With more vessels to manage, staff numbers rose as well from an initial 10 employees to 18 — all based in offices that overlook Hamburg’s Grasbrook district, south of the Elbe river, and a stone’s throw away from the city’s futuristic-looking philharmonic building, also by the Elbe.
Its Greek-German origins and its fancy location aside, the company claims it has plenty of other features that set it apart.
“We have this slogan that we’re a pool created by shipowners for shipowners,” Harms said.
One facet of this is that the pool is careful to make its ships carry so-called “clean” cargoes, mostly grains, alumina or fertilisers, rather than cement or scrap.
More importantly, TMA Bulk likes to point to close relations with major charterers that give it access to cargoes through contracts of affreightment.
“In comparison to other pools, we’re not a pure time charterer pool, which means we’re also securing our income with cargoes,” Harms said.
The firm cooperates closely with several major miners, energy majors and commodity houses including Rio Tinto, Glencore, Viterra, Bunge, Cargill, Louis Dreyfus and BP.
“We have a very big variety of clients, probably more than 100,” Harms said.
Increasing exposure
Whenever such cargoes cannot be serviced through TMA Bulk’s core fleet of its pool partners’ 25 handysizes, it charters in vessels from third parties to execute the voyages.
It is on this basis that TMA Bulk has occasionally chartered-in ultramaxes in the past and currently has a supramax in its fleet.
The company does not rule out increasing its exposure to such vessels eventually.
“The knowledge to be active in both sectors is already there,” Harms said, adding quickly that the focus will remain on handysizes.
Outperforming the Baltic Exchange Handysize Index — based on a 38,000-dwt ship type — net of commissions, by 13% so far this year, is one of the company’s main selling points to draw in pool members.
The company ascribes this performance to a strategy combining cargo contracts, period coverage and forward freight agreements, and bunker hedging.
No formal limits are set on potential members’ eligibility.
New vessels have to fit the company’s existing fleet but that does not mean that TMA Bulk will refuse ships older than its current fleet average age of just five years.

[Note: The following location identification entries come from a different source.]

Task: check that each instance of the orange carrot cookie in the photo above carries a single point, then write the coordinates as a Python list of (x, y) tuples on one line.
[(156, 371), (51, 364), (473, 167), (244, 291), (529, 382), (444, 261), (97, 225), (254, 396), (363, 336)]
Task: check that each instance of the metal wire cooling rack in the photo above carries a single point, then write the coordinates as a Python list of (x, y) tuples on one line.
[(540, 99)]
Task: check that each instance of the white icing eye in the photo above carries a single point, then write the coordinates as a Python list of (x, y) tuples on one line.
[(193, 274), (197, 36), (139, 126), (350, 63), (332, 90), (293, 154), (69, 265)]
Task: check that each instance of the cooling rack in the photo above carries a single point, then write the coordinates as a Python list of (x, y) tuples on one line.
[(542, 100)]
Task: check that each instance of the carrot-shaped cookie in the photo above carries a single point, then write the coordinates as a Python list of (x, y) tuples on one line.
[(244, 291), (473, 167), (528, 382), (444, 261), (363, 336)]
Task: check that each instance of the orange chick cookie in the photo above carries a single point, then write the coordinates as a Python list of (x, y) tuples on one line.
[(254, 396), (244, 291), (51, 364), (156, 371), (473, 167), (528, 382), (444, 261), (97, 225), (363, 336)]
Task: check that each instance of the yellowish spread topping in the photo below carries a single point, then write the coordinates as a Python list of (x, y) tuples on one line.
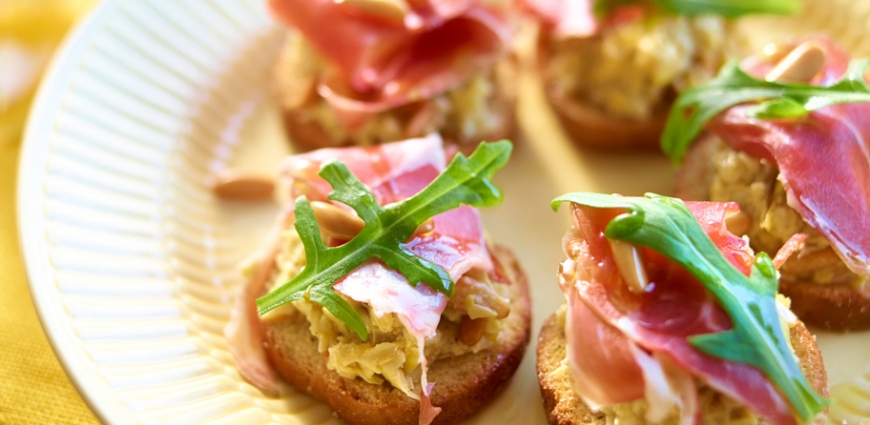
[(477, 107), (634, 70), (391, 352), (754, 184)]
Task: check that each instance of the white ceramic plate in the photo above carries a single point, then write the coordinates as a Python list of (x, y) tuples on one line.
[(131, 261)]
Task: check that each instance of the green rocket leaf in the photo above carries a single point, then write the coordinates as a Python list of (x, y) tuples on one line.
[(464, 181), (666, 226)]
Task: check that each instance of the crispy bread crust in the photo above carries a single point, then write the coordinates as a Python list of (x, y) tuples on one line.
[(308, 135), (463, 384), (563, 407), (588, 126), (833, 306)]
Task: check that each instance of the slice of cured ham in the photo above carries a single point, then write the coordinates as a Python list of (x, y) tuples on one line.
[(658, 320), (823, 160), (392, 172), (382, 64)]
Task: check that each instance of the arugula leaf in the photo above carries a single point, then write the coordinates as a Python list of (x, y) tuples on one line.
[(464, 181), (733, 86), (667, 226), (726, 8)]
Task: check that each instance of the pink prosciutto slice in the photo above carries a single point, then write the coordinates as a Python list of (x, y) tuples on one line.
[(381, 64), (823, 160), (673, 307), (392, 172)]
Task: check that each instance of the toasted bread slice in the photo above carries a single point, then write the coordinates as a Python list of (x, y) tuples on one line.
[(586, 125), (833, 306), (463, 384), (564, 407)]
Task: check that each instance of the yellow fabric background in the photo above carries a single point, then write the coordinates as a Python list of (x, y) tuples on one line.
[(33, 387)]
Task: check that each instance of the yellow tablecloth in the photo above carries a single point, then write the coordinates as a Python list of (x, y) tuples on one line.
[(33, 387)]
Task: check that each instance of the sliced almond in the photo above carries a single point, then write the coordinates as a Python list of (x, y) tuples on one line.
[(390, 10), (237, 186), (738, 223), (337, 221), (628, 260), (471, 330), (801, 65)]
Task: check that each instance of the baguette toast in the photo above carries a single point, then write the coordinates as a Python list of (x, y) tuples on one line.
[(464, 384), (564, 407)]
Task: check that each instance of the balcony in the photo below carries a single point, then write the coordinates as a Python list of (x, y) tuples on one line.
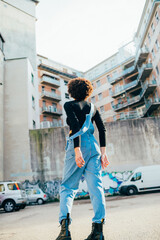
[(151, 105), (127, 115), (51, 81), (51, 111), (48, 124), (119, 76), (124, 88), (145, 71), (129, 102), (148, 87), (50, 96), (141, 56)]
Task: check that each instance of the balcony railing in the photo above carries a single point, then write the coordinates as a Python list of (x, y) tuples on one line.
[(48, 124), (121, 74), (50, 95), (146, 85), (141, 51), (137, 98), (151, 102), (125, 87), (51, 110), (129, 101), (148, 67), (50, 81)]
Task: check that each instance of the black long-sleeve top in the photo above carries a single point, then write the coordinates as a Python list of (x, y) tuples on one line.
[(76, 115)]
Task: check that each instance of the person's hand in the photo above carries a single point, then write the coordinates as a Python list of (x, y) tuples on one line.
[(104, 160), (78, 157)]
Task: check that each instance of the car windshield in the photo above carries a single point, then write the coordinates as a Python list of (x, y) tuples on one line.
[(129, 176)]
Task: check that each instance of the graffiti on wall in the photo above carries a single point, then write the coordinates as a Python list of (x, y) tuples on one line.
[(111, 183)]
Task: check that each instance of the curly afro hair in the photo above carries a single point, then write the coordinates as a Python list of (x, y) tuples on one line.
[(80, 88)]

“We also have 2011-built ships in our fleet that are fantastic,” Harms said.
Late last year, the company set up a dedicated ship performance and efficiency department to make sure its ships become more efficient.
Manned by an engineer with sailing experience and who fulfilled similar tasks at AP Moller-Maersk, the department monitors pool vessels’ performance and provides ideas about how it can be improved.
“That’s a very big plus for us,” said Harms. “We have a very modern fleet, our ships have always run very efficiently but we still saw areas where we thought that we can and must improve.”